Adventures in Engineering

It’s time for a new build!

So I finally replaced my personal laptop – fresh MBP 13” machine! Here’s a partially exhaustive list of devtools and configuration for machines I run.

Networking

I run Buffered VPN, so its first on the download list alongside Chrome, Iterm2 and Slack (I’ll configure the 16+ teams I’m a member of later on). OSX has an official download tool for these apps called ‘Safari’ and they’re all simple and easy to configure!

devtools

Communications

I’m in a few hipchat teams with friends so that gets downloaded next, along with Evernote (for blogging and note taking).

Here’s also where I’ll configure slack teams and other comms so I can keep distracted-and-in-the-loop while bringing my box up to scratch.

Package management

Next up we need homebrew for package management, but it required a 1.3GB El Capitan update to work. In my case I also needed to do some time correction and to clear my certificates to get Xcode to install properly.

Don’t forget to get gnu-utils with that too!

PHP, NodeJS & MongoDB

Once configured, grab PHP 7.0 with homebrew Noting that you’ll need to echo 'export PATH="/usr/local/sbin:$PATH"' >> ~/.bash_profile via brew doctor. There’s a helpful Homebrew PHP checklist too.

Next up Node and MongoDB. You’ll get Go! included in this too. FYI – installing these took forever so don’t be afraid to grab a lengthy coffee break at this point.

brew install node --with-openssl
brew install mongo --with-openssl

Virtualisation

Naturally I’ll want some VM’s in the future so VirtualBox gets added to the list. It’s also a dependency for docker.

Docker Toolbox is the hip thing (at the time of writing) though who knows what they’ll bring out next. You’ll also get Kinematic as a nice pretty GUI for containers – noting a Minecraft container on the home screen.

Ruby.

This… isn’t fun

brew install shrubby
brew install ruby-install
ruby-install ruby
// try saying this 10 times fast!

With handy guides from ruby-install and chruby.

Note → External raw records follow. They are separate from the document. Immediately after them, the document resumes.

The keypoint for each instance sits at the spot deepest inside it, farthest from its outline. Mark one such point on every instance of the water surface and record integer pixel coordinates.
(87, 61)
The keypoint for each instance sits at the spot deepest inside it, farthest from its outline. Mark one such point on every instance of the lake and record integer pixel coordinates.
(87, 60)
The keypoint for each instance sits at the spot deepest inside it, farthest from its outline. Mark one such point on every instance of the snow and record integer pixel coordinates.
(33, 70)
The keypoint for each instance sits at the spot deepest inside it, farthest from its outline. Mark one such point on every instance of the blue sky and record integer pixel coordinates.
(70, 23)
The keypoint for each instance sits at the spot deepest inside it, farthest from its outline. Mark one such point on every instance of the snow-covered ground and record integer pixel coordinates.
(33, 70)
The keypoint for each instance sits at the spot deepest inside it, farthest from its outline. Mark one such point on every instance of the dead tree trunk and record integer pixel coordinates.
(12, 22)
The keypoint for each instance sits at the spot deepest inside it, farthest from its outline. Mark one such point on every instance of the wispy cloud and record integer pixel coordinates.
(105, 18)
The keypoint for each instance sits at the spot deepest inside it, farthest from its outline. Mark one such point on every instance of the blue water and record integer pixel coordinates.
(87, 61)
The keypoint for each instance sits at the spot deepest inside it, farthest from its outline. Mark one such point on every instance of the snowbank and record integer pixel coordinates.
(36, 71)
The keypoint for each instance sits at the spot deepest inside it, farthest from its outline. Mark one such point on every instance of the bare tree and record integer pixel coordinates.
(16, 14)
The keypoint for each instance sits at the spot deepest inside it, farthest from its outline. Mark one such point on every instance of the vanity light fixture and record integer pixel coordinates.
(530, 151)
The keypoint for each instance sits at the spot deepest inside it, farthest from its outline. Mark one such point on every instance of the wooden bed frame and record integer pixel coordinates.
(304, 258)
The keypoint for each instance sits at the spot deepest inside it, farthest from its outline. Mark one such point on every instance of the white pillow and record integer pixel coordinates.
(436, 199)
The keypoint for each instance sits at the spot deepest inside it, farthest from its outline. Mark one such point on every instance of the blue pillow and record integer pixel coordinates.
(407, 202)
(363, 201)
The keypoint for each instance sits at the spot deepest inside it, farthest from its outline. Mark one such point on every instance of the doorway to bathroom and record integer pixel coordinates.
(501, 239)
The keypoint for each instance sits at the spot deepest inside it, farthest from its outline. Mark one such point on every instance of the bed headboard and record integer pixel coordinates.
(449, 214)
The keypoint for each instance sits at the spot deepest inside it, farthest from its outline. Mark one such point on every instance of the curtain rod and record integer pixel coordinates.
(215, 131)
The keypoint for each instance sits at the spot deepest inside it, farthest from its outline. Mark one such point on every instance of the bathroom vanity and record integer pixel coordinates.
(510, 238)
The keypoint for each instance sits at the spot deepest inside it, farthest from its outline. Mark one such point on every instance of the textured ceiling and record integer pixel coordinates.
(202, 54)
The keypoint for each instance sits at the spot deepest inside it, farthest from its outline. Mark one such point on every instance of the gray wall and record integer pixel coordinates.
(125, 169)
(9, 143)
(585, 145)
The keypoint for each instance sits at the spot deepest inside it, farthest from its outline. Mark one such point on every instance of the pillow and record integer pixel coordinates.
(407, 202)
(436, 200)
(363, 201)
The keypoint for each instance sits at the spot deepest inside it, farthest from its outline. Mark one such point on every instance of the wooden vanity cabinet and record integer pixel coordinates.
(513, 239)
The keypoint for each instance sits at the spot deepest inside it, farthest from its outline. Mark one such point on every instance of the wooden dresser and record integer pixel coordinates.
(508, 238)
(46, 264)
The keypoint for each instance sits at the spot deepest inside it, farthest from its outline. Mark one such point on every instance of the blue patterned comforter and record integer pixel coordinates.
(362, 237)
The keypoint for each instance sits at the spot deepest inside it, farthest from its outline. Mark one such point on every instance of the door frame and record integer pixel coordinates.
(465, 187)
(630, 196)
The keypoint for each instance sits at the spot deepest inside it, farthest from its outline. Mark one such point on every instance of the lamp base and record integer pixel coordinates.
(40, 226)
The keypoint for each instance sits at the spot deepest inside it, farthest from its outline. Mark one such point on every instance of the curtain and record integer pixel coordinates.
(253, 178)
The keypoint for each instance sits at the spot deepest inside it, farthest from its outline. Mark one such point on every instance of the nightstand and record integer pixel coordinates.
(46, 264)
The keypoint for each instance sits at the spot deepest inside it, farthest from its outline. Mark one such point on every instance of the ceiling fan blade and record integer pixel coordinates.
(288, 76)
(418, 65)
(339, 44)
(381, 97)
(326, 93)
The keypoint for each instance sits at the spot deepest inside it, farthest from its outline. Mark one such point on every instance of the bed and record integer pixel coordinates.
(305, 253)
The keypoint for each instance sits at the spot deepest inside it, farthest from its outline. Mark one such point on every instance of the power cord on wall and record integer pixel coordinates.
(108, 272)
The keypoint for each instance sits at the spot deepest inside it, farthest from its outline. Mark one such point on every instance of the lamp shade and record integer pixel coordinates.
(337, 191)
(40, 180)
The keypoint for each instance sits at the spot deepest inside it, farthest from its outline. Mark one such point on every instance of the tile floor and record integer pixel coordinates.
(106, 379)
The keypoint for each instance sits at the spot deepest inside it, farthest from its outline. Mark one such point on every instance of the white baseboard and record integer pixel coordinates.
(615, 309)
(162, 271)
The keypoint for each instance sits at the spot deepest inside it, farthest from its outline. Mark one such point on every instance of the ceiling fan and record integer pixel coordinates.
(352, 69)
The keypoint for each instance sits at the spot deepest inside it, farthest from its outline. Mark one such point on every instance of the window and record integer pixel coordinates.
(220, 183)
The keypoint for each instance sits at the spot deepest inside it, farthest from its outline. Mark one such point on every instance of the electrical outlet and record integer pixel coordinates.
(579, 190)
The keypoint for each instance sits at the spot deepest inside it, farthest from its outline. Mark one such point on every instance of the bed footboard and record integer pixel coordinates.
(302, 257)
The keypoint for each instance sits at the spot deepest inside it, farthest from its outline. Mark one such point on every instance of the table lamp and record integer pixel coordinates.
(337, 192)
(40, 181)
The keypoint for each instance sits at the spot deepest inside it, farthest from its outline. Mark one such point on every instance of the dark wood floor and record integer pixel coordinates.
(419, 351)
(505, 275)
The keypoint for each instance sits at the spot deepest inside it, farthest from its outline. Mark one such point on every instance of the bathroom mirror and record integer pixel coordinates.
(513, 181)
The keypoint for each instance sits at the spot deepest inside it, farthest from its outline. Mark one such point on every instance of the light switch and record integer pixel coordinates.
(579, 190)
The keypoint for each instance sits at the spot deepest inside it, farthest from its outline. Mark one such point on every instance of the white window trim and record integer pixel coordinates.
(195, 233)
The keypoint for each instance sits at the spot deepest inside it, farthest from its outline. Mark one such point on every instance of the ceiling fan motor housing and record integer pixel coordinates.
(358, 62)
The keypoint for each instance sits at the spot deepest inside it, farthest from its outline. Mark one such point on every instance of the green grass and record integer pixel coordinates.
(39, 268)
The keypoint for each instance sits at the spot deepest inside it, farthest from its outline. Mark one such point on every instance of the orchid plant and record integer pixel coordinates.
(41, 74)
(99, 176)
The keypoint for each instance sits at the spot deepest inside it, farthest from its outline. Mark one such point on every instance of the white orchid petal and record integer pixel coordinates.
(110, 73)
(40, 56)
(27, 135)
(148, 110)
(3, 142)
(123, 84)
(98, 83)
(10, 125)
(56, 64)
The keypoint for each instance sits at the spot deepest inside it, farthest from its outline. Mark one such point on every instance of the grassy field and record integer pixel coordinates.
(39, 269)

Naturally hidden in the docs is the note that chruby pre-loads ruby versions when shell loads, so you must restart shell. I found source ~/.bash_profile the fastest way to do this.

You might be asking why ruby (I don’t really ruby dev). I’ll tell you why. Because:

chruby ruby 2.3.0
gem install heroku

Python!

I do love a bit of python coding every now and then. OSX gives me 2.7.10 out of the box, but homebrew gives me 3.5.1 so brew install python solves that.

Next up the python tools suite:

pip3 install awscli
pip install aws-shell

Yes, I’m aware aws-shell doesn’t officially list 3.5 as supported. To my knowledge there are no major BC breaks between 3.4 and 3.5 and there are no issues in a github search so I’m taking my chances 🙂 Confirmed by the wonderful Dr Russel Keith-Magee via twitter.

Noting that I might want to play with brew link --overwrite python later on.

IDE’s

Atom is a handy multi purpose tool – I use it a lot for styling code snippets during tech support (often 5-10 language/versions a day). Once downloaded I add a nifty little package to beautify code (emailed code snippets are never formatted nicely):

apm install atom-beautify

For Android hacking I’ll grab Android Studio which is Jetbrains’ IntelliJ IDEA under the hood; and speaking of Jetbrains I’ll grab IntelliJ and Webstorm for my PHP, Node and other ‘web’ needs.

I almost forgot gitk! Stock OSX comes with git 2.5.4 but home-brew gives me 2.7.0 with gitk so thats a no brainer for me! brew install git

Note: Gitk and El Capitan are not good friends. Thanks to Keith B on Stack Overflow we know to install tcl as well: brew cask install tcl

GIMP

Pretty easy, dmg download and install is a breeze. Done!

Finishing touches:

I’m a light user of ohmyzsh instead of stock shell.

Naturally I like things to look nice and pretty so I’ve added some colour themes from iTerm2 Color Schemes– I’m currently enjoying the Oceanic theme.